Je viens sur les réseaux pour me connecter. C’est ce que je me raconte, que je cherche des gens, alors qu’au fond je cherche simplement à ne pas me retrouver seule avec moi-même. Je venais aussi pour rire et me détendre. Aujourd’hui j’ai l’impression d’évoluer dans un flux de désinformation permanente où l’inquiétude a remplacé l’humour.
Je sais quand ça a basculé. Le jour où un réseau d’échanges est devenu une machine à bruit.
Le réel me fatigue. Il va vite, il remplace, il oublie, il consomme. Il ne sait pas quoi faire des gens entiers. Alors je viens ici espérant trouver un écho. Et j’en trouve. Des gens fissurés, des égocentriques, des êtres trop intenses et souvent des bienveillantes inattendues. On se reconnaît, on se comprend à demi-mot. Mais chacun derrière son écran. On se connecte sans se toucher. On se comprend sans vraiment se porter.

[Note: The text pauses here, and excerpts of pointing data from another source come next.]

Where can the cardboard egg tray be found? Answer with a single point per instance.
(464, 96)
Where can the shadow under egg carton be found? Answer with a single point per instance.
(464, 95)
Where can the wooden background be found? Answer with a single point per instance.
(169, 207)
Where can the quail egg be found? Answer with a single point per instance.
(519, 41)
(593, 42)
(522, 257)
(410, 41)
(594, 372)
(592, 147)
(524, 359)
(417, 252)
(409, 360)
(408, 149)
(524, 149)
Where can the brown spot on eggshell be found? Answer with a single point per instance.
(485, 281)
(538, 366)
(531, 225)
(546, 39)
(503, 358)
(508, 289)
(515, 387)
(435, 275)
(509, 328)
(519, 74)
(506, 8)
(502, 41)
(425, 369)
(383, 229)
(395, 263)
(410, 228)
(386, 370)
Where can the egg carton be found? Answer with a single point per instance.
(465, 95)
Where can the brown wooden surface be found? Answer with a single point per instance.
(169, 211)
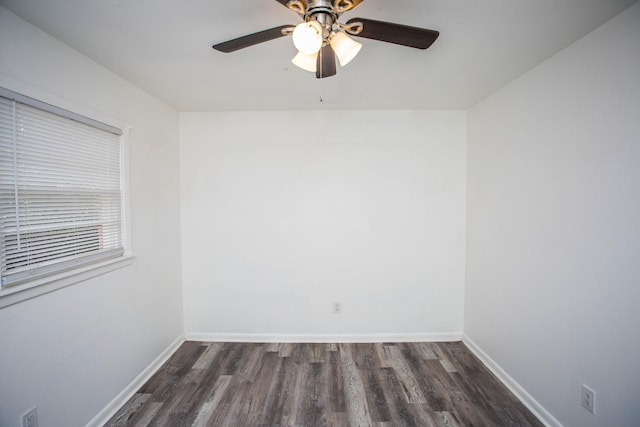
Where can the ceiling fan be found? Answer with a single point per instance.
(321, 37)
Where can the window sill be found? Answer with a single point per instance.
(20, 293)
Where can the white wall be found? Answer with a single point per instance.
(72, 351)
(553, 238)
(284, 213)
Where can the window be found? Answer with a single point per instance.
(61, 203)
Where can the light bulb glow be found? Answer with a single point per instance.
(307, 37)
(306, 62)
(345, 48)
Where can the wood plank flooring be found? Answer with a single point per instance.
(381, 385)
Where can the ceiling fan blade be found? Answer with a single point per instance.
(326, 65)
(420, 38)
(253, 39)
(344, 5)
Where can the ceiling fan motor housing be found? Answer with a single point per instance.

Et souvent les follows consomment mes messages. Ils lisent, ils likent et ils passent. Sans jamais se demander si moi derrière les phrases je vais bien. Je donne des morceaux de moi, des nuits, des pensées et des fissures. Et souvent j’ai l’impression que ça défile comme le reste, que je deviens un contenu parmi d’autres, une émotion à scroller.
Il y a eu des fois, trop de fois, où dans le réel comme sur les réseaux j’ai affronté seule des monstres pendant que certains détournaient les yeux et que d’autres appuyaient exactement là où ça faisait mal.
Tout me fatigue. Le monde me fatigue. Les gens me fatiguent et souvent je me fatigue moi-même. Comme si on m’avait réglée trop haut, trop entière, trop attachée et trop impliquée. Je n’arrive pas à faire les choses à moitié. Quand j’aime, j’aime vraiment. Quand je m’attache, je m’accroche. Et chaque fois il y a cette chute, cette sensation d’abandon qui revient presque familière. Je me retrouve seule encore face à moi-même avec mes questions qui tournent. Pourquoi je suis comme ça ?
Pourquoi je ne peux pas faire comme tout le monde ?
Pourquoi je ne peux pas consommer les gens sans m’y perdre et aimer sans y laisser des morceaux ?
J’aimerais parfois n’en avoir rien à foutre. Être légère. Ne rien analyser. Ne rien ressentir quand ça bascule. Mais je ressens tout. Trop pour ce monde peut-être. Et j’ai cette impression persistante de ne pas être à ma place comme si le monde fonctionnait sur une fréquence que je ne capte pas.
Alors je viens ici encore comme une tentative.
Et quand plus rien ne va, quand je me sens débordée et saturée d’émotions, ce n’est pas ici que je me réfugie. Ma bulle n’est pas numérique. Ma bulle, c’est le silence, la musique trop forte dans les oreilles, les mots que j’écris quand tout déborde et la nature. Marcher sans parler, respirer loin du bruit, regarder les arbres qui ne demandent rien et sentir le vent sur mon visage comme une preuve que je suis encore là. Quand je vais mal je ne cherche plus des gens. Je cherche de l’air et de l’espace, quelque chose qui ne me consomme pas. La nature ne me demande pas d’être intéressante. Elle me laisse être. Là, je me répare un peu.
Les réseaux c’est la tentative. La bulle c’est la réparation. Et souvent je me demande si je ne passe pas ma vie à osciller entre les deux. À chercher le lien puis à me replier quand il me blesse. Je deviens accro au flux, aux notifications et à l’illusion d’exister dans le regard des autres. Plus je m’expose ici plus je me sens fragile ailleurs. C’est un cercle. Je le vois et pourtant j’y retourne. Parce que disparaître numériquement est plus simple que d’affronter le réel et plus simple que d’assumer ma profondeur dans un monde qui préfère la surface.
Et un jour sûrement bientôt je disparaîtrai. Des réseaux, du bruit et de cette tentative constante d’être comprise en direct. Je me retirerai sans annonce. Pas de drame. Pas d’explication. Juste le silence. Je laisserai derrière moi des mots.
Mon but ultime n’est pas d’être suivie. C’est de laisser une trace écrite.
Il faut bien que quelque chose reste.
Un livre.
Même s’il n’est pas lu et même s’il ne trouve personne. Juste des pages posées quelque part.
Juste pour ne pas avoir été effacée.